In June 1997, the Safety Board participated in a ground demonstration conducted by Boeing at its facility in Seattle, Washington. The demonstration was intended to identify and document the cockpit characteristics of a rudder PCU servo valve secondary slide jam. The demonstration was accomplished in a newly manufactured 737-300 airplane that was fitted with a special tool to simulate a rudder PCU servo valve secondary slide jam at three different positions (about 0 percent, about 25 percent, and about 50 percent of travel from the neutral position). The demonstration was conducted while the airplane was parked on the ground with both engines off and with hydraulic systems powered by an external source of power.
Before the demonstration began, the participants sat in the pilot seats of another newly manufactured 737-300 and manipulated the rudder pedals to become familiar with the feel of a normally functioning 737 rudder system on the ground. The participants then moved to the airplane that was fitted with the special jamming tool, and each participant manipulated the rudder pedals under the three simulated rudder jam conditions. As recorded in the Human Performance Group Chairman’s addendum report, one Safety Board participant described the demonstration as follows:

All demonstrations were conducted in the cockpit, with Boeing test pilot…sitting in one of the pilot seats to coordinate the procedure…. When I was the active participant, I sat in the right seat wearing the seat belt.The first demonstration in the test airplane represented a jam of the secondary slide about 25 percent off [its] neutral position. I pushed the respective rudder pedals slowly to their full down positions as though I were performing a slow rudder system check. The right rudder pedal seemed easier to push down than the left pedal, although the difference seemed subtle. I then performed about 7 tests in which I [applied] hard left rudder. With one or two exceptions, this input triggered a rudder reversal on the pedals. Immediately after my input, the left rudder pedal began moving outwards until it reached the upper stop. The motion was slightly slower than an input I would expect from a human. The motion was steady and continued without pause no matter how hard I pushed to counter it ("unrelenting" was a description that, at the time, seemed to capture my impression)…. [When] I…"stopped fighting" the motion, [the] action of the rudder system ended almost immediately and the rudder pedals returned to the neutral position. On subsequent trials, I "stopped fighting" the rudder motion earlier, before the left pedal had reached the upper stop. Again, the rudder motion stopped almost immediately as soon as I stopped applying pressure, no matter where the pedal was located, and the pedals returned to neutral.
The second demonstration represented a jam of the secondary slide about 0 percent off [its] neutral position. I pushed each respective rudder pedal slowly to the lower stop as though performing a rudder system check. The right pedal again seemed easier to push than the left pedal, although the difference was small. I also pushed the rudder pedals aggressively and abruptly, but this did not produce a rudder reversal situation.
The third demonstration represented a jam of the secondary slide about 50 percent off [its] neutral position. I performed about 9 trials. WhenI moved the pedals slowly and steadily [as though performing a rudder system check], I was generally able to move the pedals to their stops without starting a reversal. Sometimes, however, even a slow input initiated a rudder reversal situation (this time with the right pedal moving to the upper stop). Any abrupt motion on the pedals initiated an immediate rudder reversal situation. The rudder reversal motion was faster than was the case with a jam in [the] 25 percent position, perhaps similar to a relaxed or slow input speed by a human operator. Again, it was impossible to stop the motion by physically pushing against the rudder pedal. On several trials, I tried relaxing my input momentarily before the rudder pedal reached the upper stop. I found that the rudder reversal motion continued.
This [was not true in the jam at the approximate 25 percent position], when the relaxation of pressure seemed to automatically stop the reversal motion. This motion was faster, easier to initiate, and more difficult to stop. Other participants reported similar experiences during the demonstrations. They described the rudder back pressure during the reversal as "machine-like," "startling," and "relentless."

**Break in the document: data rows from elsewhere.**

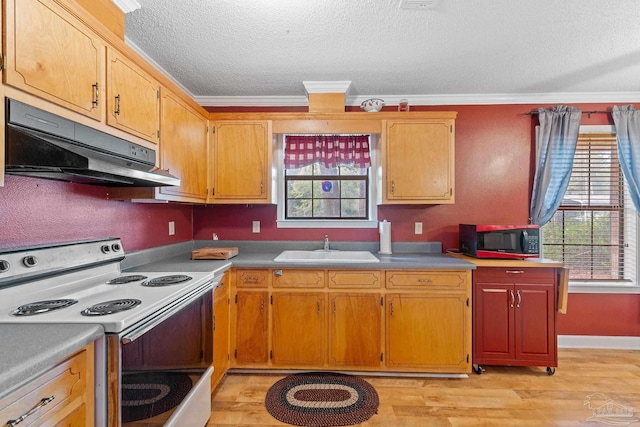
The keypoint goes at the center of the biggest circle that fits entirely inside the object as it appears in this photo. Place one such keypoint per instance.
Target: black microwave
(500, 241)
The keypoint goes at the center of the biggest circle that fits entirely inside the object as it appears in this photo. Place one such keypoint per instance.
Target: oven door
(171, 351)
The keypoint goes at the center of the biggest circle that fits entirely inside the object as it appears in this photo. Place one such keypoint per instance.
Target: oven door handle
(163, 315)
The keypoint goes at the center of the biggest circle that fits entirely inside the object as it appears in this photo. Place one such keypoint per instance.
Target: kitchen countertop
(184, 263)
(29, 350)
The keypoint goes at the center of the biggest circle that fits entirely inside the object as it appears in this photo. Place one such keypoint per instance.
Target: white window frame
(594, 287)
(374, 172)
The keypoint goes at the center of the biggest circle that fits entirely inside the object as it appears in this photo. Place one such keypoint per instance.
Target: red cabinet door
(493, 322)
(535, 322)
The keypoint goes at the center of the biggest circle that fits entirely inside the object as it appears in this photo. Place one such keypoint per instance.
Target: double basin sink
(322, 256)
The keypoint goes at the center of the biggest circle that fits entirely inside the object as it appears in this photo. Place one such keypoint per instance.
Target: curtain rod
(588, 113)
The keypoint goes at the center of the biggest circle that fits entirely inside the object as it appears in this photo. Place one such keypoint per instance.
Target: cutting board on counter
(214, 253)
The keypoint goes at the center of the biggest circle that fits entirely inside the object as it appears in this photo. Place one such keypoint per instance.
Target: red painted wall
(494, 175)
(38, 211)
(494, 158)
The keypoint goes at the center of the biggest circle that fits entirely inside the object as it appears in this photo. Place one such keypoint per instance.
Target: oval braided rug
(322, 399)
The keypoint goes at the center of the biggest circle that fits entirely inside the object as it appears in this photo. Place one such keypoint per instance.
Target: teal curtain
(627, 121)
(555, 150)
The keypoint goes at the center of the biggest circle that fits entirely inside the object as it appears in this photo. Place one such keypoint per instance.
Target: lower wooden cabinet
(251, 328)
(515, 317)
(298, 331)
(221, 355)
(370, 320)
(63, 396)
(428, 332)
(355, 330)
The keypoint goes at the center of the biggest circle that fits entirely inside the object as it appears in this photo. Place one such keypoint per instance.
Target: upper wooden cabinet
(240, 162)
(183, 148)
(133, 98)
(418, 161)
(53, 55)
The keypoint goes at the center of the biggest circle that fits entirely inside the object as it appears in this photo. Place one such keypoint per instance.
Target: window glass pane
(354, 208)
(326, 208)
(326, 189)
(354, 189)
(299, 208)
(297, 189)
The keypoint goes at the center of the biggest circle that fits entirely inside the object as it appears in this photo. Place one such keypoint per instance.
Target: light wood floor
(502, 396)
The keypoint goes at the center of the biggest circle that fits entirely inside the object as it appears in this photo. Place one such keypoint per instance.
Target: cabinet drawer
(252, 278)
(428, 279)
(515, 275)
(56, 393)
(345, 279)
(287, 278)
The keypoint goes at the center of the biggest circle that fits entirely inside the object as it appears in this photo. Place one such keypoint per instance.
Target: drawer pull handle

About 7:03 P.M., September 8, 1994, USAir (now US Airways) Flight 427, a Boeing 737-300 airplane, crashed while maneuvering to land at Pittsburgh International Airport.
All 132 persons onboard were killed.
The accident led to the longest and one of the most difficult investigations in the history of the National Transportation Safety Board (NTSB), an independent agency of the United States government tasked with investigating major transportation accidents and making recommendations to prevent their recurrence. To reach its determination on the cause of the accident, issued at its public board meeting on March 24, 1999, the Safety Board drew heavily on a human performance effort that tried, by a variety of investigative approaches, to explain the pilots' actions during the most critical moments of the flight.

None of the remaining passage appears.